Special Considerations for Global Securities
As an indirect holder, an
investor’s rights relating to a global security will be governed by the account rules of the investor’s financial institution
and of the depositary, as well as general laws relating to securities transfers. We do not recognize an indirect holder as a holder
of securities and instead deal only with the depositary that holds the global security.
If securities are issued only
as global securities, an investor should be aware of the following:
| ● | an investor cannot cause the securities to be registered in his or her name, and cannot obtain non-global certificates for his or
her interest in the securities, except in the special situations we describe below; |
| ● | an investor will be an indirect holder and must look to his or her own bank or broker for payments on the securities and protection
of his or her legal rights relating to the securities, as we describe above; |
| ● | an investor may not be able to sell interests in the securities to some insurance companies and to other institutions that are required
by law to own their securities in non-book-entry form; |
| ● | an investor may not be able to pledge his or her interest in the global security in circumstances where certificates representing
the securities must be delivered to the lender or other beneficiary of the pledge in order for the pledge to be effective; |
| ● | the depositary’s policies, which may change from time to time, will govern payments, transfers, exchanges and other matters
relating to an investor’s interest in the global security; |
| ● | we and any applicable trustee have no responsibility for any aspect of the depositary’s actions or for its records of ownership
interests in the global security, nor will we or any applicable trustee supervise the depositary in any way; |
| ● | the depositary may, and we understand that DTC will, require that those who purchase and sell interests in the global security within
its book-entry system use immediately available funds, and your broker or bank may require you to do so as well; and |
| ● | financial institutions that participate in the depositary’s book-entry system, and through which an investor holds its interest
in the global security, may also have their own policies affecting payments, notices and other matters relating to the securities. |
There may be more than one
financial intermediary in the chain of ownership for an investor. We do not monitor and are not responsible for the actions of any
of those intermediaries.
Special Situations When a Global Security Will Be Terminated
In a few special situations
described below, a global security will terminate and interests in it will be exchanged for physical certificates representing those interests.
After that exchange, the choice of whether to hold securities directly or in street name will be up to the investor. Investors must
consult their own banks or brokers to find out how to have their interests in securities transferred to their own names, so that they
will be direct holders. We have described the rights of holders and street name investors above.

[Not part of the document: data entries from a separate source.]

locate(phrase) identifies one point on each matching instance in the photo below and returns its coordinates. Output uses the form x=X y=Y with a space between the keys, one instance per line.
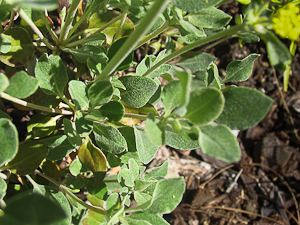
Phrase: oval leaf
x=79 y=93
x=29 y=157
x=21 y=85
x=138 y=90
x=92 y=157
x=109 y=138
x=52 y=74
x=21 y=47
x=244 y=107
x=100 y=93
x=206 y=104
x=218 y=141
x=240 y=70
x=9 y=141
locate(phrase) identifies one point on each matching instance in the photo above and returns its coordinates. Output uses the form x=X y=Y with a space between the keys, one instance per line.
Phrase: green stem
x=68 y=192
x=51 y=32
x=11 y=20
x=35 y=29
x=124 y=15
x=154 y=34
x=229 y=32
x=33 y=106
x=143 y=27
x=87 y=30
x=69 y=20
x=72 y=106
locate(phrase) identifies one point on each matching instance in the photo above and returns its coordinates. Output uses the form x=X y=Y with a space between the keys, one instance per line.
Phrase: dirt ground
x=264 y=187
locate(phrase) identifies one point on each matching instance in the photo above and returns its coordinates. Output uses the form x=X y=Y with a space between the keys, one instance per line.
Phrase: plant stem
x=69 y=20
x=143 y=27
x=75 y=43
x=154 y=34
x=124 y=15
x=33 y=106
x=68 y=192
x=36 y=29
x=229 y=32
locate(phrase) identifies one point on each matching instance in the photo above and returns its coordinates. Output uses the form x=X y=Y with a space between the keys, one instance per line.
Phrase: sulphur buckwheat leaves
x=286 y=22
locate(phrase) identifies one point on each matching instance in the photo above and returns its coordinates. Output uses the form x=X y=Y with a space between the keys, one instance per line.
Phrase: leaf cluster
x=76 y=69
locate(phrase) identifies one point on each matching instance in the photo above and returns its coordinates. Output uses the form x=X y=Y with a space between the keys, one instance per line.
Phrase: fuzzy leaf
x=21 y=49
x=218 y=141
x=79 y=94
x=109 y=138
x=52 y=74
x=240 y=70
x=4 y=82
x=144 y=146
x=138 y=91
x=92 y=157
x=28 y=158
x=100 y=93
x=9 y=141
x=206 y=104
x=21 y=85
x=194 y=5
x=244 y=107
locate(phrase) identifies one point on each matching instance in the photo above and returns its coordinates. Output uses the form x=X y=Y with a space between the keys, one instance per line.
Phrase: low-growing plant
x=75 y=68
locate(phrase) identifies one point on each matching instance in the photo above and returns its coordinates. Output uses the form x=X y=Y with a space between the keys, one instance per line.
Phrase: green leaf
x=70 y=131
x=155 y=130
x=97 y=53
x=34 y=209
x=240 y=70
x=36 y=4
x=3 y=187
x=59 y=147
x=52 y=74
x=150 y=218
x=194 y=5
x=79 y=93
x=128 y=134
x=278 y=53
x=138 y=90
x=112 y=202
x=21 y=49
x=101 y=18
x=9 y=141
x=28 y=158
x=211 y=105
x=171 y=96
x=158 y=172
x=185 y=139
x=144 y=146
x=133 y=173
x=209 y=18
x=83 y=126
x=113 y=110
x=200 y=62
x=185 y=78
x=218 y=141
x=92 y=157
x=100 y=93
x=109 y=138
x=21 y=85
x=5 y=44
x=57 y=196
x=114 y=48
x=41 y=126
x=244 y=107
x=4 y=82
x=76 y=167
x=166 y=196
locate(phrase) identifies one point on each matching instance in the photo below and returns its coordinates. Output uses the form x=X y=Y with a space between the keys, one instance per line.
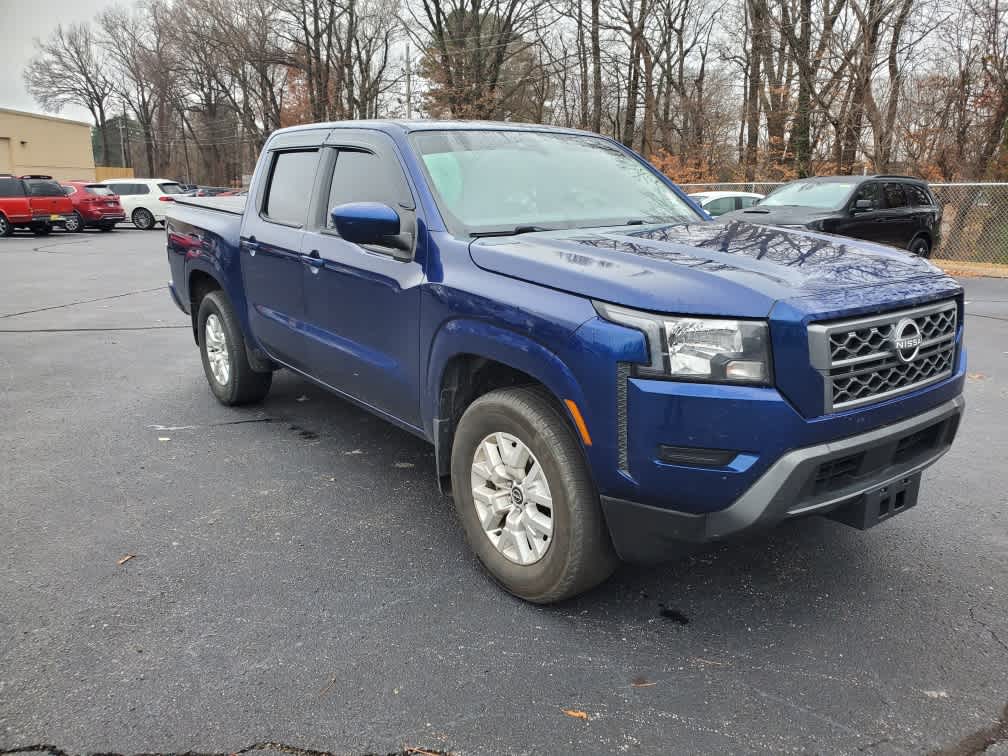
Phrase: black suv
x=895 y=210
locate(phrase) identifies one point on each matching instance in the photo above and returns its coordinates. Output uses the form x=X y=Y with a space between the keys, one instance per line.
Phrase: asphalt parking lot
x=298 y=580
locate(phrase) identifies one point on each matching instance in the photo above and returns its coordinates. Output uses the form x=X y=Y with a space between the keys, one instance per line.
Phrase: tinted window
x=11 y=187
x=290 y=186
x=871 y=193
x=367 y=177
x=720 y=206
x=894 y=197
x=916 y=195
x=41 y=187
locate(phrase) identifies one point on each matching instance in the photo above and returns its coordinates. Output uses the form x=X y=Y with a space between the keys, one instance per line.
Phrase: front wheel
x=74 y=223
x=920 y=247
x=526 y=500
x=225 y=362
x=143 y=219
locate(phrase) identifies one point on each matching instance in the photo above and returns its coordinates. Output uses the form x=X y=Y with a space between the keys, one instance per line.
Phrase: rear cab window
x=43 y=187
x=291 y=178
x=11 y=187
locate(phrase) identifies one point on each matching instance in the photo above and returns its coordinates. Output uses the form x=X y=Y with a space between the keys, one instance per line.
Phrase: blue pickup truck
x=604 y=372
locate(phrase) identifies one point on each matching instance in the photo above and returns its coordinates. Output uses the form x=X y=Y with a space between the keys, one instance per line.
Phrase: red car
x=95 y=206
x=32 y=202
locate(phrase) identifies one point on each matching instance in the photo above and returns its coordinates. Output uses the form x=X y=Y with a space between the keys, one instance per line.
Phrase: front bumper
x=820 y=479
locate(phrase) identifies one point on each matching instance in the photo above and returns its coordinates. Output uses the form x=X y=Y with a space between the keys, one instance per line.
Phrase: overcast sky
x=23 y=20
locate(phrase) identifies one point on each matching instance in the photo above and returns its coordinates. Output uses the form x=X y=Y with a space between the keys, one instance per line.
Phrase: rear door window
x=917 y=196
x=289 y=191
x=894 y=197
x=871 y=193
x=11 y=187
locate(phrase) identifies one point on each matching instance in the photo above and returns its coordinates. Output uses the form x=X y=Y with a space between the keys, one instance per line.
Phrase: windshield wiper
x=512 y=232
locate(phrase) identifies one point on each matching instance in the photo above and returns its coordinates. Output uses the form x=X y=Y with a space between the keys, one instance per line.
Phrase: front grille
x=861 y=363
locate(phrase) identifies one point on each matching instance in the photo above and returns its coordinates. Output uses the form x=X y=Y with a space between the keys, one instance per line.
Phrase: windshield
x=487 y=181
x=821 y=195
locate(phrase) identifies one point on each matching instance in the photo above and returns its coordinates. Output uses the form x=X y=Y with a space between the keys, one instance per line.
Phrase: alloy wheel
x=217 y=350
x=512 y=498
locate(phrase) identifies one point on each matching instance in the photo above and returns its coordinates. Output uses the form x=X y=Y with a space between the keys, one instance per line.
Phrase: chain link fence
x=974 y=221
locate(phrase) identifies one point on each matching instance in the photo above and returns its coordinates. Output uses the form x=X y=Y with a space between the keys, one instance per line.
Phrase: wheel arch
x=469 y=359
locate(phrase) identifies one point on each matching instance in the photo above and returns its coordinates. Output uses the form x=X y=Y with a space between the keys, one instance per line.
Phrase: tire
x=579 y=553
x=920 y=247
x=143 y=219
x=241 y=384
x=74 y=223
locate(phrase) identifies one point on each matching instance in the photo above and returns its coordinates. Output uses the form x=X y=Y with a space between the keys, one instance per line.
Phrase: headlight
x=699 y=349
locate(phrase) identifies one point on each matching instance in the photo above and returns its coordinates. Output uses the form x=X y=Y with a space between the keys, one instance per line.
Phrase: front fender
x=482 y=339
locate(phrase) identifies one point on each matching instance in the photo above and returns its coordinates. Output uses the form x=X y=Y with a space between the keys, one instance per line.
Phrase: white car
x=145 y=200
x=719 y=203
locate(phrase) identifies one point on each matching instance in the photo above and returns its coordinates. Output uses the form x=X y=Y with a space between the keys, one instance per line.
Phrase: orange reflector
x=579 y=421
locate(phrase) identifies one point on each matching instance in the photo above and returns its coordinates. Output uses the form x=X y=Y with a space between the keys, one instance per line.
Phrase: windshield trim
x=460 y=230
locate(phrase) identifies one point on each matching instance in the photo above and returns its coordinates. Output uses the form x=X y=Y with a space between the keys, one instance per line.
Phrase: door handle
x=313 y=260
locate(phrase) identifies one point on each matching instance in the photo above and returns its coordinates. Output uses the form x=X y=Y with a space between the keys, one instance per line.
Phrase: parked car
x=603 y=372
x=894 y=210
x=145 y=200
x=95 y=206
x=719 y=203
x=31 y=202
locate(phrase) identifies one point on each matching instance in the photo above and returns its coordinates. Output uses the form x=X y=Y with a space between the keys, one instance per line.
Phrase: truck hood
x=736 y=269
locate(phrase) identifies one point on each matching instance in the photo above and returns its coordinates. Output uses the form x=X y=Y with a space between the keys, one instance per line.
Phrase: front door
x=363 y=302
x=271 y=259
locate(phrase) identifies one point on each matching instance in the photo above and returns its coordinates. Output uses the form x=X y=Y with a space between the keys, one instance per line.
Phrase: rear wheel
x=74 y=223
x=527 y=503
x=143 y=219
x=920 y=247
x=225 y=362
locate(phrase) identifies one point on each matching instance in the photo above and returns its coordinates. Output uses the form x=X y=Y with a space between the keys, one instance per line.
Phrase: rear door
x=271 y=247
x=863 y=224
x=897 y=216
x=363 y=302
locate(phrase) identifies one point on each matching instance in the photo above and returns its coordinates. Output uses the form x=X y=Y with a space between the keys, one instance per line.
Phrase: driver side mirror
x=370 y=223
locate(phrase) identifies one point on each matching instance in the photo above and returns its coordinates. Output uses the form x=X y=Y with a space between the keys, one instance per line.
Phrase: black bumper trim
x=646 y=533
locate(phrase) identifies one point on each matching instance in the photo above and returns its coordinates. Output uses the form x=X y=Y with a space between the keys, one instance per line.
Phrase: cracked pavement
x=298 y=580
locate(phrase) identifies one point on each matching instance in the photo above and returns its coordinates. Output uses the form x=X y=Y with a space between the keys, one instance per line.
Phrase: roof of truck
x=404 y=125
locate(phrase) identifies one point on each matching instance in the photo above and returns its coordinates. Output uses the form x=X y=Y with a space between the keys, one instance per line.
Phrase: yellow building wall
x=31 y=143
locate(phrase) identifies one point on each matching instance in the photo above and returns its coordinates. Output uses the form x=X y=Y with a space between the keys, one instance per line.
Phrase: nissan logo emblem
x=906 y=339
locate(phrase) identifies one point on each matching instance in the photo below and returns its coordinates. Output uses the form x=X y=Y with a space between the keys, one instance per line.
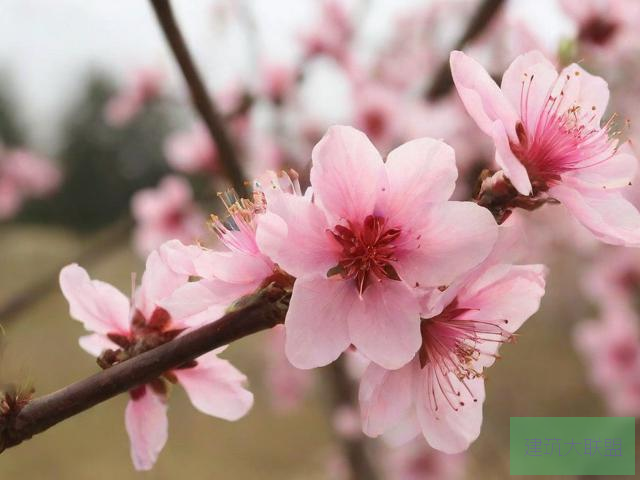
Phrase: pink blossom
x=121 y=330
x=24 y=175
x=441 y=391
x=164 y=213
x=549 y=142
x=143 y=86
x=605 y=26
x=372 y=235
x=611 y=348
x=192 y=151
x=227 y=275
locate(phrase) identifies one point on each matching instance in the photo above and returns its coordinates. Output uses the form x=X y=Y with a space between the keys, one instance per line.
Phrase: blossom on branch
x=441 y=391
x=373 y=235
x=550 y=143
x=122 y=330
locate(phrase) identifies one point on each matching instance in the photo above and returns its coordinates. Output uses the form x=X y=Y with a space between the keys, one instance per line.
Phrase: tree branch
x=199 y=96
x=263 y=311
x=443 y=81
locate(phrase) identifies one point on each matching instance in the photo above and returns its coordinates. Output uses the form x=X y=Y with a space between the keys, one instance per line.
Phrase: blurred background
x=102 y=159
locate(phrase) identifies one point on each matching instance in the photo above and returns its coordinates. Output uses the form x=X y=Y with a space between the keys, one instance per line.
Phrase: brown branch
x=443 y=81
x=263 y=311
x=114 y=238
x=354 y=447
x=199 y=96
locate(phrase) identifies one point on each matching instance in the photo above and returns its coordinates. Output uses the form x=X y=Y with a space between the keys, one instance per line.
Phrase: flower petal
x=455 y=237
x=294 y=234
x=148 y=428
x=446 y=429
x=482 y=98
x=513 y=169
x=158 y=282
x=346 y=173
x=316 y=323
x=385 y=396
x=421 y=171
x=216 y=388
x=99 y=306
x=607 y=214
x=384 y=324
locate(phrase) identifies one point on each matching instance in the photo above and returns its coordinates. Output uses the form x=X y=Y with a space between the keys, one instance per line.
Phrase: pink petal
x=446 y=429
x=513 y=169
x=615 y=172
x=607 y=214
x=481 y=96
x=197 y=303
x=455 y=237
x=98 y=305
x=216 y=388
x=346 y=173
x=95 y=344
x=294 y=235
x=420 y=172
x=158 y=282
x=385 y=324
x=385 y=396
x=527 y=84
x=504 y=292
x=239 y=267
x=316 y=323
x=148 y=428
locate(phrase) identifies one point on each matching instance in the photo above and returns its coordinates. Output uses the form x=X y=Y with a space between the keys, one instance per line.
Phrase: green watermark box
x=572 y=446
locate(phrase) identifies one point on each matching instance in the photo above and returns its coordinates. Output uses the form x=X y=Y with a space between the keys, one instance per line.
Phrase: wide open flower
x=122 y=331
x=441 y=391
x=374 y=233
x=549 y=141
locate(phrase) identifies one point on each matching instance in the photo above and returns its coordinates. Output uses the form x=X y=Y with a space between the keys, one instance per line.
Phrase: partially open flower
x=549 y=140
x=122 y=331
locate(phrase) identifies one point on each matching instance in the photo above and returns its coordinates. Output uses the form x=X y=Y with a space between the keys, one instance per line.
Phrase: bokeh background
x=61 y=65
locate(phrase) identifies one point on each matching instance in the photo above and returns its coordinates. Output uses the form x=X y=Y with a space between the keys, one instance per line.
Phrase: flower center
x=561 y=139
x=452 y=344
x=368 y=251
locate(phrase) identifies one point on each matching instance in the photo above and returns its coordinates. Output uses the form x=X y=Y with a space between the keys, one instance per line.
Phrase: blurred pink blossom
x=24 y=175
x=143 y=86
x=605 y=27
x=362 y=243
x=549 y=142
x=192 y=151
x=164 y=213
x=122 y=330
x=611 y=348
x=441 y=391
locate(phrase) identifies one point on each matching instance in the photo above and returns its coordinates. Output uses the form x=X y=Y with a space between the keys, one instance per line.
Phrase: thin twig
x=201 y=100
x=264 y=311
x=443 y=81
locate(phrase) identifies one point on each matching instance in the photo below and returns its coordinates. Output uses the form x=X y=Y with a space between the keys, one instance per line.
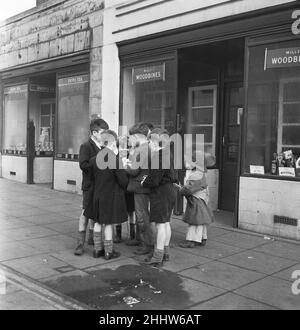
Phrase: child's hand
x=185 y=191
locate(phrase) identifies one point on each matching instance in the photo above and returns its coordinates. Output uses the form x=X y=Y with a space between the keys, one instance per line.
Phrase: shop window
x=72 y=115
x=47 y=125
x=202 y=115
x=15 y=119
x=149 y=95
x=273 y=110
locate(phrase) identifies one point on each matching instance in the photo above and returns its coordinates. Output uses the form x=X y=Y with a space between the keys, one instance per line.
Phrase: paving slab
x=272 y=291
x=287 y=273
x=13 y=250
x=25 y=212
x=231 y=301
x=281 y=249
x=213 y=250
x=222 y=275
x=23 y=301
x=180 y=260
x=80 y=262
x=198 y=291
x=29 y=232
x=259 y=262
x=65 y=227
x=43 y=219
x=36 y=267
x=52 y=243
x=13 y=222
x=241 y=240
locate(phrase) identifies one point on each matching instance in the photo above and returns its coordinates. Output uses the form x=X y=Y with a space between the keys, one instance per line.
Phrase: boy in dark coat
x=88 y=150
x=109 y=203
x=137 y=167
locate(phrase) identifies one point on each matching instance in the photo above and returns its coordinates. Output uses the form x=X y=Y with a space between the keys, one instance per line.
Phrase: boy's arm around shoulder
x=84 y=158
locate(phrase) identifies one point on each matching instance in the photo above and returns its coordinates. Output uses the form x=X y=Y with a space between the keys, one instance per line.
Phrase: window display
x=273 y=109
x=149 y=95
x=73 y=115
x=15 y=119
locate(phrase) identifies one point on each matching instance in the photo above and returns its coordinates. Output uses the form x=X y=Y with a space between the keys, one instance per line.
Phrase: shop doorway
x=41 y=129
x=210 y=102
x=233 y=111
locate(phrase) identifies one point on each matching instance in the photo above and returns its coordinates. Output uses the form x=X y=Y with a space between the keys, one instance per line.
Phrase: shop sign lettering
x=148 y=73
x=296 y=23
x=257 y=169
x=73 y=80
x=286 y=171
x=282 y=58
x=41 y=88
x=15 y=89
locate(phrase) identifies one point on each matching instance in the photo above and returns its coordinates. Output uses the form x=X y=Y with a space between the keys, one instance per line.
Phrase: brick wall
x=261 y=199
x=58 y=28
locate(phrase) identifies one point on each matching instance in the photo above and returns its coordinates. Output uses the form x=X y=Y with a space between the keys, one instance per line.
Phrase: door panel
x=201 y=116
x=230 y=143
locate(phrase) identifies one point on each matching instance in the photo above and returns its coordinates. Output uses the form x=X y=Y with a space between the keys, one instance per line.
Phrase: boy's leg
x=91 y=232
x=98 y=241
x=143 y=223
x=204 y=235
x=118 y=234
x=167 y=241
x=81 y=234
x=108 y=243
x=158 y=253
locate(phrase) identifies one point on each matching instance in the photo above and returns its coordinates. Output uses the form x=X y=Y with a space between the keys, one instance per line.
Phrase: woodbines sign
x=148 y=73
x=282 y=58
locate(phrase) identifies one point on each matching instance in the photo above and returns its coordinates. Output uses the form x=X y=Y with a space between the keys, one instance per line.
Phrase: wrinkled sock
x=167 y=249
x=108 y=246
x=98 y=242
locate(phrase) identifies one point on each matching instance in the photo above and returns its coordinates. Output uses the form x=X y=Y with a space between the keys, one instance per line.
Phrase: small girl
x=197 y=214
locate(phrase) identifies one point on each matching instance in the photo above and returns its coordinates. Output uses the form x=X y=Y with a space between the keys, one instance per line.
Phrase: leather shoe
x=98 y=254
x=111 y=255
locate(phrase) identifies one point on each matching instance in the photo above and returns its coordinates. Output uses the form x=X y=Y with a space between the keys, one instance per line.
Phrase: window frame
x=214 y=105
x=282 y=82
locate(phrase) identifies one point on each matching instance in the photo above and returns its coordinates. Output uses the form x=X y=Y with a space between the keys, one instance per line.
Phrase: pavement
x=38 y=270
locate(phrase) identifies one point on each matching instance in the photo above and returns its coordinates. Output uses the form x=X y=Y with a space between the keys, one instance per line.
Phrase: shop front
x=45 y=119
x=237 y=83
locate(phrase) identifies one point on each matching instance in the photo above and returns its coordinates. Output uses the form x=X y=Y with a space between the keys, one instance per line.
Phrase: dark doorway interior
x=210 y=101
x=41 y=128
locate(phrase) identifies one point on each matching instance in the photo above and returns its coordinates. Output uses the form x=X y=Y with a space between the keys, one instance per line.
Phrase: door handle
x=178 y=122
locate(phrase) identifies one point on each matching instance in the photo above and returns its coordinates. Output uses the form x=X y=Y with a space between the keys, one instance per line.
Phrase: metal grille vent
x=285 y=220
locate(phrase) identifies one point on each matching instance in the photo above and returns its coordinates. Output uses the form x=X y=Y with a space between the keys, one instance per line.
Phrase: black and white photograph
x=149 y=159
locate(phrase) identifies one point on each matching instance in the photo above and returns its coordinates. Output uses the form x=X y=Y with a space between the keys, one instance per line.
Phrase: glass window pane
x=45 y=109
x=273 y=100
x=150 y=100
x=292 y=91
x=291 y=135
x=206 y=130
x=73 y=110
x=45 y=121
x=202 y=116
x=202 y=98
x=291 y=113
x=15 y=117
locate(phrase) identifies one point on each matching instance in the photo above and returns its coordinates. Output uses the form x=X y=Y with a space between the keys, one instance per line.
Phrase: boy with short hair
x=88 y=150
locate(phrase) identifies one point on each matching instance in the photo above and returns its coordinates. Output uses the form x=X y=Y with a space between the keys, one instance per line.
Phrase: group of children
x=113 y=195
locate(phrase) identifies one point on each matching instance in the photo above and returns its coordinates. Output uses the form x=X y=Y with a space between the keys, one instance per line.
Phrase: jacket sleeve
x=196 y=185
x=153 y=179
x=122 y=178
x=84 y=158
x=133 y=172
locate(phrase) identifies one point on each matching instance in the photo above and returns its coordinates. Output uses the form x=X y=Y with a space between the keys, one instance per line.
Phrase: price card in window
x=286 y=171
x=256 y=169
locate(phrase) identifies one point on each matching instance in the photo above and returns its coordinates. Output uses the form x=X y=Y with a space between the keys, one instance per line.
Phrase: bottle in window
x=274 y=167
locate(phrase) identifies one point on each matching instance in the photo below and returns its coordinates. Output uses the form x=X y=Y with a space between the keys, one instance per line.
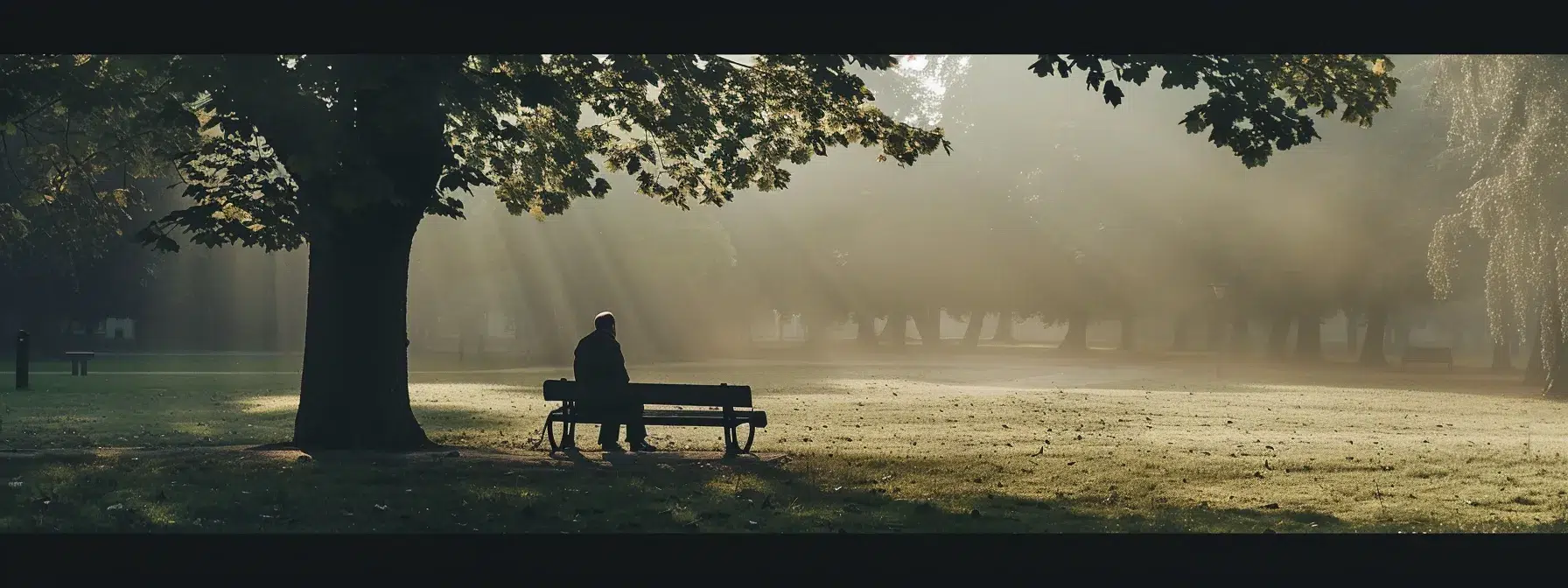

A global security will terminate
when the following special situations occur:
| ● | if the depositary notifies us that it is unwilling, unable or no longer qualified to continue as depositary for that global security
and we do not appoint another institution to act as depositary within 90 days; |
| ● | if we notify any applicable trustee that we wish to terminate that global security; or |
| ● | if an event of default has occurred with regard to securities represented by that global security and has not been cured or waived. |
The applicable prospectus
supplement may also list additional situations for terminating a global security that would apply only to the particular series of securities
covered by the applicable prospectus supplement. When a global security terminates, the depositary, and neither we nor any applicable
trustee, is responsible for deciding the names of the institutions that will be the initial direct holders.
Plan
of Distribution
We may sell the securities
covered hereby from time to time pursuant to underwritten public offerings, direct sales to the public, negotiated transactions, block
trades or a combination of these methods. A distribution of these securities offered by this prospectus may also be effected through the
issuance of derivative securities, including without limitation, warrants. We may sell the securities to or through underwriters or dealers,
through agents, or directly to one or more purchasers. We may distribute securities from time to time in one or more transactions:
| ● | at a fixed price or prices, which may be changed; |
| ● | at market prices prevailing at the time of sale; |
| ● | at prices related to such prevailing market prices; or |
We may also sell equity securities
covered by this registration statement in an “at the market offering” as defined in Rule 415(a)(4) under the Securities
Act. Such offering may be made into an existing trading market for such securities in transactions at other than a fixed price,
either:
| ● | on or through the facilities of The Nasdaq Capital Market or any other securities exchange or quotation or trading service on which
such securities may be listed, quoted or traded at the time of sale; and/or |
| ● | to or through a market maker other than on The Nasdaq Capital Market or such other securities exchanges or quotation or trading services. |
Such at-the-market offerings,
if any, may be conducted by underwriters acting as principal or agent.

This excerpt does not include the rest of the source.